Cuando mi mujer propuso que dejáramos de ser monógamos, dijo que eso nos haría más fuertes. Yo dije que nos llevaría al divorcio. Ambos teníamos razón.
Ella había plantado la semilla a los siete años de casados, cuando yo estaba terminando el seminario. En ese momento, yo estaba saliendo de una fase de mi vida que quizás se describa mejor como “bro pastor de alabanza”. Mi fe cristiana estaba sufriendo una deconstrucción meticulosa y erudita. Podía empezar a imaginar una vida sin Dios, pero con mi nueva y costosa maestría en teología, me costaba imaginar una carrera sin Él.
En cambio, el alejamiento de Corrie de la religión, un año antes, había sido rápido, sencillo e irritantemente alegre.

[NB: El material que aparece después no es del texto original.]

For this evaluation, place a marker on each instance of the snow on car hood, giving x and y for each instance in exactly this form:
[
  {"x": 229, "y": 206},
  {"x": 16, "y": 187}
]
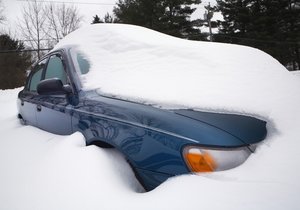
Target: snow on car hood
[{"x": 138, "y": 64}]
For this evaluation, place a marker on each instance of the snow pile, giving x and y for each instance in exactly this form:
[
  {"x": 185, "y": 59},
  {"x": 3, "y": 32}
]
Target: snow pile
[{"x": 40, "y": 170}]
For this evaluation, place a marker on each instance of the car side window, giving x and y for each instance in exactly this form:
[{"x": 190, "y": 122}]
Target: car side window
[
  {"x": 37, "y": 75},
  {"x": 55, "y": 69}
]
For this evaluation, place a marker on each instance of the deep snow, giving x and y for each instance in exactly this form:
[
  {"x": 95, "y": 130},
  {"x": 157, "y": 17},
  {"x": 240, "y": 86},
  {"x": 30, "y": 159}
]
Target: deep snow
[{"x": 39, "y": 170}]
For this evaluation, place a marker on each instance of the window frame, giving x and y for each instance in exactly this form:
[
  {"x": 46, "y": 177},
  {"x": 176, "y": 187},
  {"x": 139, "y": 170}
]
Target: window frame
[{"x": 46, "y": 59}]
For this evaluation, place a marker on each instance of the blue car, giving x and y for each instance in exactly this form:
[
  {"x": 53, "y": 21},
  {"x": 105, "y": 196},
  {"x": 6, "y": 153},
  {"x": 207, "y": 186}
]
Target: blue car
[{"x": 158, "y": 143}]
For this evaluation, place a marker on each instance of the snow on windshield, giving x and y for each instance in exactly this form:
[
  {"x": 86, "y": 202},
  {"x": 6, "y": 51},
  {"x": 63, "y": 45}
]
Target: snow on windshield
[{"x": 141, "y": 65}]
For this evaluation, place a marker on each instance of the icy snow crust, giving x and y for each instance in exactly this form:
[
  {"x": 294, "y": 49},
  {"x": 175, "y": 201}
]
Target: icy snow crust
[
  {"x": 39, "y": 170},
  {"x": 142, "y": 65}
]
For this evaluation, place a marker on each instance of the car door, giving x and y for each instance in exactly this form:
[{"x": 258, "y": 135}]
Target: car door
[
  {"x": 29, "y": 98},
  {"x": 54, "y": 111}
]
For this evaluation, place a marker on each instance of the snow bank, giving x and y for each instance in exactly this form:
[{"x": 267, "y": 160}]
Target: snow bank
[{"x": 142, "y": 65}]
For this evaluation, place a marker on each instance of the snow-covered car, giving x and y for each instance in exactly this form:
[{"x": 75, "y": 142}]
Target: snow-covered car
[{"x": 116, "y": 85}]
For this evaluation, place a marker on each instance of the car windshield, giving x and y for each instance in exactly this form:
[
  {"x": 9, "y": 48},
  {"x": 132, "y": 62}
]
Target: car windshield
[{"x": 81, "y": 63}]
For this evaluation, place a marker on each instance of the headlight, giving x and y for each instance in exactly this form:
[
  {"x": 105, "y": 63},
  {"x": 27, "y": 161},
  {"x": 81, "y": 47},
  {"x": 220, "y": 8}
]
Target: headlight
[{"x": 207, "y": 160}]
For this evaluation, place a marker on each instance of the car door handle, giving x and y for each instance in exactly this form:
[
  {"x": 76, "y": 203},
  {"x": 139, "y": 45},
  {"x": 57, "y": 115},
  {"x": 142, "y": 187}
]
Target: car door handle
[{"x": 39, "y": 108}]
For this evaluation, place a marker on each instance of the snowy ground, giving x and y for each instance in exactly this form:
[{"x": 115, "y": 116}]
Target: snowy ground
[{"x": 42, "y": 171}]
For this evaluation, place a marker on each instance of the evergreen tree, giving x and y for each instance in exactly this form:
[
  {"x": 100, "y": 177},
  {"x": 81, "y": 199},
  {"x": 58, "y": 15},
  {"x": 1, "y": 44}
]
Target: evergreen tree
[
  {"x": 13, "y": 63},
  {"x": 167, "y": 16},
  {"x": 270, "y": 25}
]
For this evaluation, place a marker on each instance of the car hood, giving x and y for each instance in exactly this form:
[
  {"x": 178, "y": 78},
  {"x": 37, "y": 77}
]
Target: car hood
[{"x": 248, "y": 129}]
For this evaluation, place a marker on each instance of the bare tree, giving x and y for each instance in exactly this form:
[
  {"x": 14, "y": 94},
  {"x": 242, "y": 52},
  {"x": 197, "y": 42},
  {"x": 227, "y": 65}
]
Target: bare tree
[
  {"x": 32, "y": 25},
  {"x": 61, "y": 20},
  {"x": 43, "y": 25}
]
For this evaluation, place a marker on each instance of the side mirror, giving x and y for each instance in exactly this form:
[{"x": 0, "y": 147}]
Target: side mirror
[{"x": 53, "y": 86}]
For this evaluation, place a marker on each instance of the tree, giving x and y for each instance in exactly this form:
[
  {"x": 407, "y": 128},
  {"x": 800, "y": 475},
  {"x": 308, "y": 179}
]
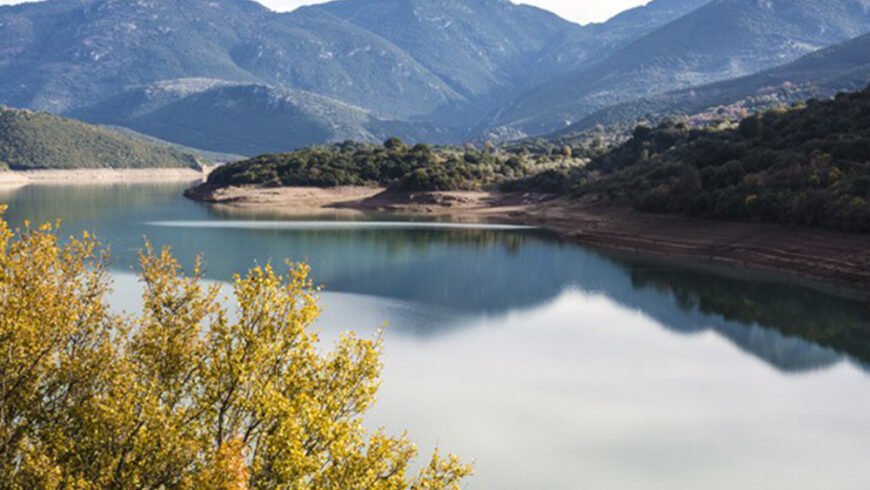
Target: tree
[{"x": 186, "y": 395}]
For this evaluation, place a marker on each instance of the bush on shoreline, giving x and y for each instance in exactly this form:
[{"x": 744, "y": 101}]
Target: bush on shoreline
[
  {"x": 806, "y": 166},
  {"x": 394, "y": 165}
]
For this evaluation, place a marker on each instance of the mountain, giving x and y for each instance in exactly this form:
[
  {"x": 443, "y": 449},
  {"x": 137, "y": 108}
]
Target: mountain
[
  {"x": 720, "y": 40},
  {"x": 475, "y": 46},
  {"x": 247, "y": 119},
  {"x": 36, "y": 140},
  {"x": 68, "y": 54},
  {"x": 820, "y": 74},
  {"x": 429, "y": 68},
  {"x": 596, "y": 41}
]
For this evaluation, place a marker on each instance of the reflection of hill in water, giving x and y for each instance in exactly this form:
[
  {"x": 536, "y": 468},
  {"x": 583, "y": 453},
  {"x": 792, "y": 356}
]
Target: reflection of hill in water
[
  {"x": 482, "y": 272},
  {"x": 475, "y": 272}
]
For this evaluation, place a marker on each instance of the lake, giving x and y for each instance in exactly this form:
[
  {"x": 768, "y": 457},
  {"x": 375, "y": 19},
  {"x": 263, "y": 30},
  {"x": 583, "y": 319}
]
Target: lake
[{"x": 550, "y": 365}]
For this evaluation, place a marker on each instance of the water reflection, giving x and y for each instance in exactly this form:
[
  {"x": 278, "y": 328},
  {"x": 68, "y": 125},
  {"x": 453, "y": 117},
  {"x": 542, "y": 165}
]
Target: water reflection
[{"x": 470, "y": 272}]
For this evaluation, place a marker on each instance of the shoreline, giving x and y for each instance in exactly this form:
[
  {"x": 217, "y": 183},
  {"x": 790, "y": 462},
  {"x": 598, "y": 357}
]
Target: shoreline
[
  {"x": 823, "y": 259},
  {"x": 99, "y": 176}
]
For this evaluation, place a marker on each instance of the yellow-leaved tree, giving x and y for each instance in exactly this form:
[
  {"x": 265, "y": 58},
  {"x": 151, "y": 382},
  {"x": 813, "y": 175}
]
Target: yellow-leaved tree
[{"x": 184, "y": 396}]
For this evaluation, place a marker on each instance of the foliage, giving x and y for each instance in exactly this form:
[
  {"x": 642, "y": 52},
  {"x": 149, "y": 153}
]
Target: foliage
[
  {"x": 35, "y": 140},
  {"x": 805, "y": 166},
  {"x": 182, "y": 396},
  {"x": 395, "y": 164}
]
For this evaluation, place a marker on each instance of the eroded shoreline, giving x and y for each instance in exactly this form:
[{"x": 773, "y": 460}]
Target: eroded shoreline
[{"x": 838, "y": 261}]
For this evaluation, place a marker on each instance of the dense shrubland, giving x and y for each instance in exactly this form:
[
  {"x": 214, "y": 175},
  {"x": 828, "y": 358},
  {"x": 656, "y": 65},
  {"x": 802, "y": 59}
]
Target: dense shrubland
[
  {"x": 808, "y": 165},
  {"x": 395, "y": 165},
  {"x": 188, "y": 394}
]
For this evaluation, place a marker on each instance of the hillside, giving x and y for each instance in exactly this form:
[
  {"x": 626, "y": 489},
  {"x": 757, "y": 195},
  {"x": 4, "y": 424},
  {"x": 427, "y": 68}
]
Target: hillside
[
  {"x": 422, "y": 68},
  {"x": 394, "y": 165},
  {"x": 247, "y": 119},
  {"x": 820, "y": 74},
  {"x": 34, "y": 140},
  {"x": 807, "y": 166},
  {"x": 721, "y": 40}
]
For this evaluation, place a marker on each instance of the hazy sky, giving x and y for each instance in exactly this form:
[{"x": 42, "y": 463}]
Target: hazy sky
[{"x": 582, "y": 11}]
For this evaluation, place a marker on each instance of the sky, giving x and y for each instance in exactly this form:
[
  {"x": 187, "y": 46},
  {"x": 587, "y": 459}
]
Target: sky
[{"x": 581, "y": 11}]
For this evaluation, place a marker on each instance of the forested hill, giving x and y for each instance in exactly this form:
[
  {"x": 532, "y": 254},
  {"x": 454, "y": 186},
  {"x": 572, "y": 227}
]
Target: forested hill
[
  {"x": 402, "y": 167},
  {"x": 36, "y": 140},
  {"x": 809, "y": 165}
]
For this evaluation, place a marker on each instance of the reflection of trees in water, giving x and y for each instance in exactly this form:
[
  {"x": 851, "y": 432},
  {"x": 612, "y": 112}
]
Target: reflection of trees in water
[
  {"x": 486, "y": 272},
  {"x": 472, "y": 272},
  {"x": 789, "y": 326}
]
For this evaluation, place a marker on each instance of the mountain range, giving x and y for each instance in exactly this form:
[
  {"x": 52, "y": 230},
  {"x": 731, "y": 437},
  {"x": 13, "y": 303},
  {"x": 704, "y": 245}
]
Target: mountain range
[
  {"x": 233, "y": 76},
  {"x": 36, "y": 140}
]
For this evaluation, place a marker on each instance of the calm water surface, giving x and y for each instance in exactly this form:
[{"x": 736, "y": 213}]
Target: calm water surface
[{"x": 550, "y": 365}]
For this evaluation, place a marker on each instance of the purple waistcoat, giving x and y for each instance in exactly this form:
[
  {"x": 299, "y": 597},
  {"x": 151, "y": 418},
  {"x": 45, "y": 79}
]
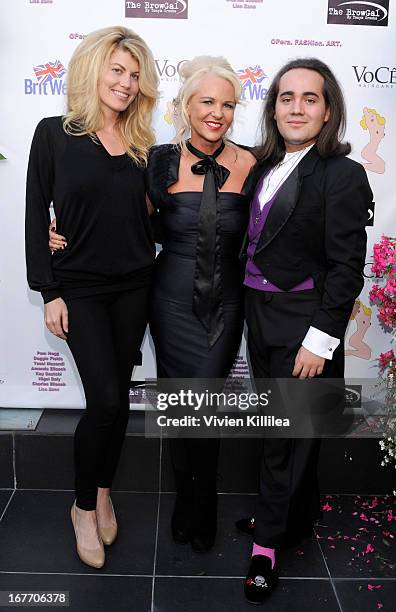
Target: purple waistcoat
[{"x": 253, "y": 276}]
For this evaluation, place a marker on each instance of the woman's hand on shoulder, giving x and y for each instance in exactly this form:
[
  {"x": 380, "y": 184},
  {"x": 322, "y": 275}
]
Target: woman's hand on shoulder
[
  {"x": 56, "y": 241},
  {"x": 56, "y": 318}
]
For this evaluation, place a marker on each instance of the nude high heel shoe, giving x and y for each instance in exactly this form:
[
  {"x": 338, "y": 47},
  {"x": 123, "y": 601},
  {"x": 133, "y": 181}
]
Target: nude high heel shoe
[
  {"x": 92, "y": 557},
  {"x": 109, "y": 534}
]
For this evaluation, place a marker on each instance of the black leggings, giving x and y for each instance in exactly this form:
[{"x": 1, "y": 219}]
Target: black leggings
[{"x": 105, "y": 334}]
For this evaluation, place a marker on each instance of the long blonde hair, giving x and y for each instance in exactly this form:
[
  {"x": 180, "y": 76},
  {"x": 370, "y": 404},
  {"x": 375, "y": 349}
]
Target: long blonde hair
[
  {"x": 191, "y": 73},
  {"x": 84, "y": 115}
]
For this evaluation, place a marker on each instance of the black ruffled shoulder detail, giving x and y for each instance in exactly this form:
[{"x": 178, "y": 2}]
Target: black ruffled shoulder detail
[{"x": 162, "y": 171}]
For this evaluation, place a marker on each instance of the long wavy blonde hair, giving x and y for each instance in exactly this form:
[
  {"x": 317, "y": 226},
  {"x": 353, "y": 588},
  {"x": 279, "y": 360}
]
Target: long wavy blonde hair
[
  {"x": 191, "y": 73},
  {"x": 84, "y": 115}
]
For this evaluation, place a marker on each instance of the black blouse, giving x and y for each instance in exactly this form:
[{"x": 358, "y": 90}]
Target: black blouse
[{"x": 99, "y": 204}]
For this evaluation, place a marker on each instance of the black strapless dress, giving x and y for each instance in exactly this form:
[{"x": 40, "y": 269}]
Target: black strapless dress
[{"x": 180, "y": 339}]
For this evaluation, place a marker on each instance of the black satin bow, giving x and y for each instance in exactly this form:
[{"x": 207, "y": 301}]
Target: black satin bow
[{"x": 207, "y": 293}]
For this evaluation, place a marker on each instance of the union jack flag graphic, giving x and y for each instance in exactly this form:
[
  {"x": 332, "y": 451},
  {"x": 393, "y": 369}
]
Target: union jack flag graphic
[
  {"x": 254, "y": 74},
  {"x": 50, "y": 70}
]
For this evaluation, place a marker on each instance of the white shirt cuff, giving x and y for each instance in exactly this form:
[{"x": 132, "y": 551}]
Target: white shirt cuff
[{"x": 320, "y": 343}]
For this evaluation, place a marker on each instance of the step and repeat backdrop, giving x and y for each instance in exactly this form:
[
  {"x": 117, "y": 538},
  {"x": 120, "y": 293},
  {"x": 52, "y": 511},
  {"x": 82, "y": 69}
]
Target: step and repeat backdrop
[{"x": 357, "y": 39}]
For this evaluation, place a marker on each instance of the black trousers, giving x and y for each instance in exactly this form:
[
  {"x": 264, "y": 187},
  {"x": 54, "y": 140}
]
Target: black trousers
[
  {"x": 289, "y": 492},
  {"x": 105, "y": 334}
]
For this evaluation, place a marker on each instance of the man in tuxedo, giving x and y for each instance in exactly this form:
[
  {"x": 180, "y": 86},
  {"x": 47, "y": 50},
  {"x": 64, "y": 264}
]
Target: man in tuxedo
[{"x": 305, "y": 250}]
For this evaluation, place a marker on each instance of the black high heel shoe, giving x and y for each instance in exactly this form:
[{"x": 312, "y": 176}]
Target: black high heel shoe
[
  {"x": 261, "y": 579},
  {"x": 181, "y": 520},
  {"x": 204, "y": 525}
]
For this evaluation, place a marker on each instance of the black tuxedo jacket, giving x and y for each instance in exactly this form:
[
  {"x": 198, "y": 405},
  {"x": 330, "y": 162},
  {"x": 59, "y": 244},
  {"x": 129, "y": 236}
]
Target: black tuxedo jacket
[{"x": 316, "y": 228}]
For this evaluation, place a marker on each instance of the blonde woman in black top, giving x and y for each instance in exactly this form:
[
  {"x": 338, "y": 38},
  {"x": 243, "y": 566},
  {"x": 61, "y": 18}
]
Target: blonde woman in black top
[{"x": 90, "y": 164}]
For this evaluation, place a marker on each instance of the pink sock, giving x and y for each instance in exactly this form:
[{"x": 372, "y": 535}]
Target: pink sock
[{"x": 267, "y": 552}]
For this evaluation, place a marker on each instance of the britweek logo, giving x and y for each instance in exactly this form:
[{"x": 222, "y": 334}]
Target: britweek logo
[
  {"x": 358, "y": 12},
  {"x": 49, "y": 80},
  {"x": 252, "y": 79},
  {"x": 382, "y": 77},
  {"x": 178, "y": 9}
]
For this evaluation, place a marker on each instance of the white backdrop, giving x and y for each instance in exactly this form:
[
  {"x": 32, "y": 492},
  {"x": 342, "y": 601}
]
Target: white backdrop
[{"x": 257, "y": 37}]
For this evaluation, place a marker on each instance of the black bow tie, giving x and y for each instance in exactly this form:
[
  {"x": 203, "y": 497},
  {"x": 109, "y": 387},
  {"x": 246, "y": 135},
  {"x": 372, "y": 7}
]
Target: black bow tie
[
  {"x": 207, "y": 292},
  {"x": 208, "y": 163}
]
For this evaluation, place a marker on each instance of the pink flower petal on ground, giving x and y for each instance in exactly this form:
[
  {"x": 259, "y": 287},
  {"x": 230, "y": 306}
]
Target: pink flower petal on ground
[{"x": 371, "y": 587}]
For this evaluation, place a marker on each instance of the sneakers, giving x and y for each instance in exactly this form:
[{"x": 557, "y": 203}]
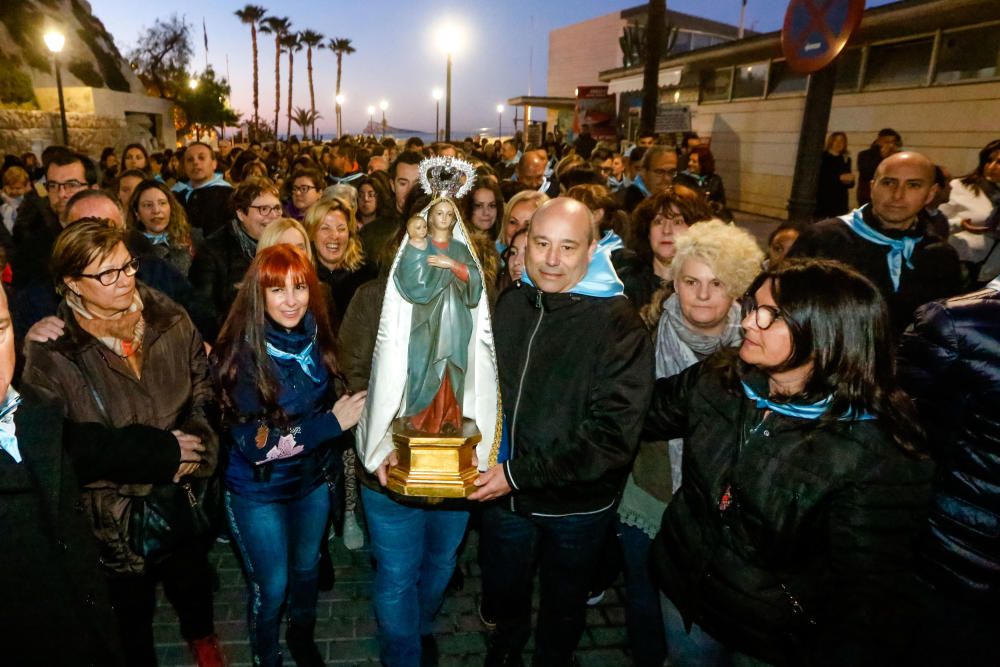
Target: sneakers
[
  {"x": 302, "y": 645},
  {"x": 207, "y": 652},
  {"x": 486, "y": 616},
  {"x": 354, "y": 537}
]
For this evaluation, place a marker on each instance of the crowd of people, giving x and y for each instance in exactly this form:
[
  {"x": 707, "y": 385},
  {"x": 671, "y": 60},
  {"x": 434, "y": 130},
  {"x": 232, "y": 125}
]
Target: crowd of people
[{"x": 788, "y": 451}]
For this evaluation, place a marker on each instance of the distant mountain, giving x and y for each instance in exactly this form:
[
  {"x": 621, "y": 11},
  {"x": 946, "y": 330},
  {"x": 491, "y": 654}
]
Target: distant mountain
[{"x": 89, "y": 57}]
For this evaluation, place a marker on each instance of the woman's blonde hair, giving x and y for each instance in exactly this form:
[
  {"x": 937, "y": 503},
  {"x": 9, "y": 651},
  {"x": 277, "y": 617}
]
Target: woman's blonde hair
[
  {"x": 524, "y": 195},
  {"x": 730, "y": 252},
  {"x": 269, "y": 237},
  {"x": 354, "y": 255}
]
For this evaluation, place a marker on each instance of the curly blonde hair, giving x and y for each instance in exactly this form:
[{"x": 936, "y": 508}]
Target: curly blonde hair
[
  {"x": 273, "y": 232},
  {"x": 354, "y": 255},
  {"x": 731, "y": 253}
]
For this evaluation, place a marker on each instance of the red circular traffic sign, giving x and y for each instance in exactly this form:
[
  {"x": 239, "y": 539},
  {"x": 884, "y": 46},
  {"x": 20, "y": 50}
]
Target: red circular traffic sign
[{"x": 816, "y": 31}]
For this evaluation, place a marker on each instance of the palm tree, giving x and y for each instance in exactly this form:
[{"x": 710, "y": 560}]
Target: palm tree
[
  {"x": 311, "y": 39},
  {"x": 292, "y": 43},
  {"x": 305, "y": 118},
  {"x": 278, "y": 27},
  {"x": 341, "y": 46},
  {"x": 251, "y": 15}
]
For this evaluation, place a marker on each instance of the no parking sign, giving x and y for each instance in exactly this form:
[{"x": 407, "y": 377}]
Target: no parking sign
[{"x": 816, "y": 31}]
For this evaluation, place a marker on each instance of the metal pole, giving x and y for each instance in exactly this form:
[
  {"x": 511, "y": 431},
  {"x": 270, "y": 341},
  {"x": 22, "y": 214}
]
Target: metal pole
[
  {"x": 62, "y": 103},
  {"x": 447, "y": 104}
]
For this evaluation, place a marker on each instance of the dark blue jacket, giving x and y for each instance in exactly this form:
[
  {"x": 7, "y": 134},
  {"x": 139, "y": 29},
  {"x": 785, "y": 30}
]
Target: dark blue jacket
[
  {"x": 949, "y": 362},
  {"x": 306, "y": 444}
]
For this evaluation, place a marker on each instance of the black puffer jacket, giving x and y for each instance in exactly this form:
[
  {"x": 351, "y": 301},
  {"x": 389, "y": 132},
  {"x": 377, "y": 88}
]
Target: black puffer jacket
[
  {"x": 809, "y": 562},
  {"x": 575, "y": 375},
  {"x": 949, "y": 361}
]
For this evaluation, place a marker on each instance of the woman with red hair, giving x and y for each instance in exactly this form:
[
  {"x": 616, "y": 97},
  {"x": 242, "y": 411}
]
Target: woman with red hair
[{"x": 275, "y": 364}]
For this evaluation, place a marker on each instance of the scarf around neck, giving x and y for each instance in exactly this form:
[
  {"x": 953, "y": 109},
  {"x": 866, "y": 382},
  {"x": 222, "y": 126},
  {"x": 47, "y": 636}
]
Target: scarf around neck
[
  {"x": 679, "y": 346},
  {"x": 900, "y": 250},
  {"x": 122, "y": 333}
]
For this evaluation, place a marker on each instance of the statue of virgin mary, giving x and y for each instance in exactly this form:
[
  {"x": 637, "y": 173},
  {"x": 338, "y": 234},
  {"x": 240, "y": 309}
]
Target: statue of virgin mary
[{"x": 434, "y": 364}]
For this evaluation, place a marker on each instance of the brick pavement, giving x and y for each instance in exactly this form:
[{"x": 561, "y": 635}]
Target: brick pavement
[{"x": 346, "y": 629}]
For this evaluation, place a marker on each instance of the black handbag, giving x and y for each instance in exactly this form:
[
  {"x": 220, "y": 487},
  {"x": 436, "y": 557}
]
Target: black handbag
[{"x": 174, "y": 515}]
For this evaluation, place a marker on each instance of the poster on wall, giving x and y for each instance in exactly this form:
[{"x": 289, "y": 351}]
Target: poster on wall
[{"x": 595, "y": 107}]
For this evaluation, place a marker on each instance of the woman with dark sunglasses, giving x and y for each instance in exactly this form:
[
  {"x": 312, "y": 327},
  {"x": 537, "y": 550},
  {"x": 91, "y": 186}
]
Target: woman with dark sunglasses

Una noche, siete años después de casarnos, me dijo: “¿Alguna vez has deseado que nos hubiéramos acostado un montón con otras personas en la universidad antes de casarnos?”. Corrie era una feroz trabajadora social cuyo rostro nunca podía ocultar lo que sentía: fastidio, atracción, vergüenza. Detrás de esta pregunta había una expresión de excitación.
La miré con incredulidad. Por “universidad” se refería a la universidad bíblica donde nos conocimos, ambos en el liderazgo estudiantil. Era el tipo de universidad cristiana que prohibía bailar.